梳理caffe代码solver(十四)
之前有一篇介绍solver的求解,也可以看官网的介绍:here ,和翻译版的介绍。
solver.hpp头文件的简单解析:
- #ifndef CAFFE_SOLVER_HPP_
- #define CAFFE_SOLVER_HPP_
- #include <boost/function.hpp>
- #include <string>
- #include <vector>
- #include "caffe/net.hpp"
- #include "caffe/solver_factory.hpp"
- namespace caffe {
- /**
- * @brief Enumeration of actions that a client of the Solver may request by
- * implementing the Solver's action request function, which a
- * a client may optionally provide in order to request early termination
- * or saving a snapshot without exiting. In the executable caffe, this
- * mechanism is used to allow the snapshot to be saved when stopping
- * execution with a SIGINT (Ctrl-C).
- */
- //大概意思就是按Ctrl-C时,会保存当前训练时的模型,如果还在训练终端不小心被关闭时,可以接着上次继续训练
- namespace SolverAction {
- enum Enum {
- NONE = 0, // Take no special action.
- STOP = 1, //停止训练后,可以继续训练
- SNAPSHOT = 2 // Take a snapshot, and keep training.
- };
- }
- /**
- * @brief Type of a function that returns a Solver Action enumeration.
- */
- //学过java的可以理解为回滚操作,比如银行账户钱从一个用户转到另一个账户时,中途发生点意外,一个用户钱已经减了,另一个却没有增加,这时需要回滚操作,
- //就像这时训练的时候中断了,然后回滚,到上次断点,继续训练。
- typedef boost::function<SolverAction::Enum()> ActionCallback;
- /**
- * @brief An interface for classes that perform optimization on Net%s.
- *
- * Requires implementation of ApplyUpdate to compute a parameter update
- * given the current state of the Net parameters.
- */
- template <typename Dtype>
- class Solver {
- public:
- explicit Solver(const SolverParameter& param,
- const Solver* root_solver = NULL);
- explicit Solver(const string& param_file, const Solver* root_solver = NULL);
- void Init(const SolverParameter& param);
- void InitTrainNet();
- void InitTestNets();
- // Client of the Solver optionally may call this in order to set the function
- // that the solver uses to see what action it should take (e.g. snapshot or
- // exit training early).
- void SetActionFunction(ActionCallback func);
- SolverAction::Enum GetRequestedAction();
- //主函数,默认iter为0,非0的iter输入到预训练的网络中。
- virtual void Solve(const char* resume_file = NULL);
- inline void Solve(const string resume_file) { Solve(resume_file.c_str()); }
- void Step(int iters);
- // The Restore method simply dispatches to one of the
- // RestoreSolverStateFrom___ protected methods. You should implement these
- // methods to restore the state from the appropriate snapshot type.

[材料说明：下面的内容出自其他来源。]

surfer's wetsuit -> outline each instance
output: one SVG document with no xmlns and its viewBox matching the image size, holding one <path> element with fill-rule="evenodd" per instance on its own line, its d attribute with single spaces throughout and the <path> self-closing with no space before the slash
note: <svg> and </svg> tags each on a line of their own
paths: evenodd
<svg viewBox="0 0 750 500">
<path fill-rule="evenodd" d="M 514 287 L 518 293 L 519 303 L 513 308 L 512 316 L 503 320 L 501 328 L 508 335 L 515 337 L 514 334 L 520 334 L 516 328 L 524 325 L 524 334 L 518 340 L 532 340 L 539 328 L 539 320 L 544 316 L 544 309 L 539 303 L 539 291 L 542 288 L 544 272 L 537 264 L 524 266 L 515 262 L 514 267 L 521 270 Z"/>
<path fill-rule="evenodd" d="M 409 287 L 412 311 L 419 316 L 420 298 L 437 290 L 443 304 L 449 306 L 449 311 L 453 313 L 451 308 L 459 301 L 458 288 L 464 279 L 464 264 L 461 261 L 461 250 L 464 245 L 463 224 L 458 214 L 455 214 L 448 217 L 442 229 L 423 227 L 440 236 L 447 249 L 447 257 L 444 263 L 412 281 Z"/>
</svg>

- //存储函数实现如何存储solver到快照模型中。应该实现RestoreSolverState()函数这个函数是存储来自SolverState缓冲的状态
- void Restore(const char* resume_file);
- //Solver::Snapshot主要是基本的快照功能,存储学习的网络
- void Snapshot();
- virtual ~Solver() {}
- inline const SolverParameter& param() const { return param_; }
- inline shared_ptr<Net<Dtype> > net() { return net_; }
- inline const vector<shared_ptr<Net<Dtype> > >& test_nets() {
- return test_nets_;
- }
- int iter() { return iter_; }
- //在迭代中调用特殊的点
- class Callback {
- protected:
- virtual void on_start() = 0;
- virtual void on_gradients_ready() = 0;
- template <typename T>
- friend class Solver;
- };
- const vector<Callback*>& callbacks() const { return callbacks_; }
- void add_callback(Callback* value) {
- callbacks_.push_back(value);
- }
- void CheckSnapshotWritePermissions();
- //返回slover的类型
- virtual inline const char* type() const { return ""; }
- protected:
- //生成和应用当前迭代的更新的值
- virtual void ApplyUpdate() = 0;
- string SnapshotFilename(const string extension);
- string SnapshotToBinaryProto();
- string SnapshotToHDF5();
- // 测试程序
- void TestAll();
- void Test(const int test_net_id = 0);
- virtual void SnapshotSolverState(const string& model_filename) = 0;
- virtual void RestoreSolverStateFromHDF5(const string& state_file) = 0;
- virtual void RestoreSolverStateFromBinaryProto(const string& state_file) = 0;
- void DisplayOutputBlobs(const int net_id);
- void UpdateSmoothedLoss(Dtype loss, int start_iter, int average_loss);
- SolverParameter param_;
- int iter_;//在测试的时候,需要迭代的次数,即test_iter* batchsize(测试集的)=测试集的大小,测试集batchsize可以在prototxt文件里设置
- int current_step_;
- shared_ptr<Net<Dtype> > net_;
- vector<shared_ptr<Net<Dtype> > > test_nets_;//test net可以有多个
- vector<Callback*> callbacks_;//嵌套类,暂时还不知道它的作用
- vector<Dtype> losses_;
- Dtype smoothed_loss_;
- //在数据并行中,继续根solver层保持根nets(包含共享的层)
- const Solver* const root_solver_;
- //通过函数是选择确认按钮来选择保存还是退出快照。
- ActionCallback action_request_function_;
- // True iff a request to stop early was received.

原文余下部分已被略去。